Don’t just believe me. A powerful WSJ front page story last Thursday should be your must read (and be sure your boards and city commissioners read it too) before you shop this year. Titled “Spendthrift to Penny Pincher: A Vision of the New Consumer” the story notes the vast and lingering change in value systems among consumers away from “flashy shows of wealth” to much more conservative buying patterns, even as they feel the recession easing.
Here’s a very important line from the story: “Much as the 1930s shaped the spending habits of an entire generation, many companies now anticipate a shift in consumer behavior that persists even after jobs and growth get back closer to normal.”
My parents, avid arts goers both, were very much children of the 30s. So while we went to more live performing arts and museum exhibitions per year during my childhood and youth than most people attend in a lifetime, we always found the least expensive-but-good seats. We always found the free days or lower admissions for museums.

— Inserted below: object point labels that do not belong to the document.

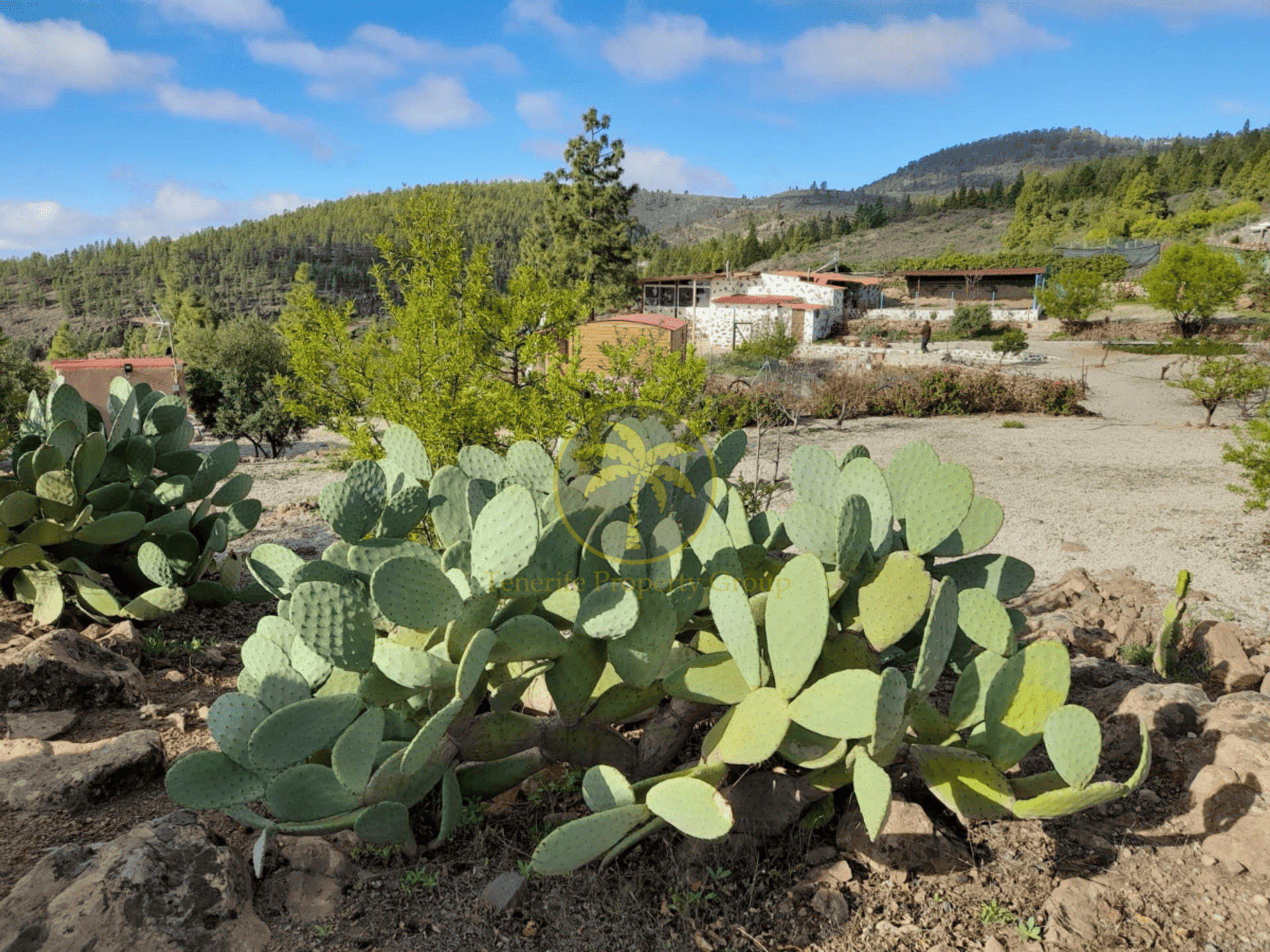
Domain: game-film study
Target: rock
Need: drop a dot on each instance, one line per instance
(168, 885)
(832, 905)
(1079, 917)
(910, 844)
(41, 727)
(59, 775)
(63, 669)
(506, 892)
(124, 639)
(1223, 651)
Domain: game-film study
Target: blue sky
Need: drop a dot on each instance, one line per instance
(131, 118)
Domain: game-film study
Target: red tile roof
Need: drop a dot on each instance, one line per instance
(114, 364)
(656, 320)
(757, 300)
(972, 272)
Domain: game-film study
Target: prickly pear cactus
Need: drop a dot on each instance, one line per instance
(562, 604)
(117, 517)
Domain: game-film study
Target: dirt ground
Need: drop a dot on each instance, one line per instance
(1085, 481)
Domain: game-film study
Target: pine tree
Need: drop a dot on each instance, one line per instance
(585, 234)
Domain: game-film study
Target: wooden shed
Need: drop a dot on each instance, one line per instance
(667, 334)
(92, 377)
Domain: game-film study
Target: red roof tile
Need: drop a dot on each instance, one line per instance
(656, 320)
(116, 364)
(757, 300)
(972, 272)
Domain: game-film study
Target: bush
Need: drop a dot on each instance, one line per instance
(969, 321)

Lately, I’ve been seeing the same behavior from a lot of vastly wealthy people who may not have been children of the Great Depression but have lived through this recession and have clearly changed their buying behavior. On behalf of a client, we recently built a direct mail campaign targeted to high net worth ($2 million liquid assets or more) households who self identify as performing arts goers. This was a subscription campaign. And in response, what did these folks buy? Bargain-buster, mid-week, inexpensive single tickets. Nary a one bought those Saturday night flashy box seats. Not one.
The WSJ article notes that today’s buyers haven’t reverted to their old consumption patterns the way they did after 9-11. It cites BMW’s US sales for 2009 as down 22.5% as compared to 2008, and that in focus groups with customers Ritz-Carlton found that its customers now feel guitly about lavish spending. This is cautionary to anyone in the arts field who continues to believe that the most expensive tickets will always sell first and that attenders who really want to come will buy the higher priced seats. The Senior V.P. of Sales and Marketing for Ritz-Carleton, Bruce Himelstein, is quoted saying,”I think the consumer’s mind has been reset on how to spend.”
My deep hope is that with careful product selection (at the right price) and even potentially with repriced seating offering more better bargain seats, we’ll see more people acting like my parents once did – going more often, but carefully saving on every ticket and admission. Given what experts such as Himelstein have said, this may well be the arts ticket sales model for the next decade, not just the next few months. For everyone in the arts and entertainment field, this deserves careful attention.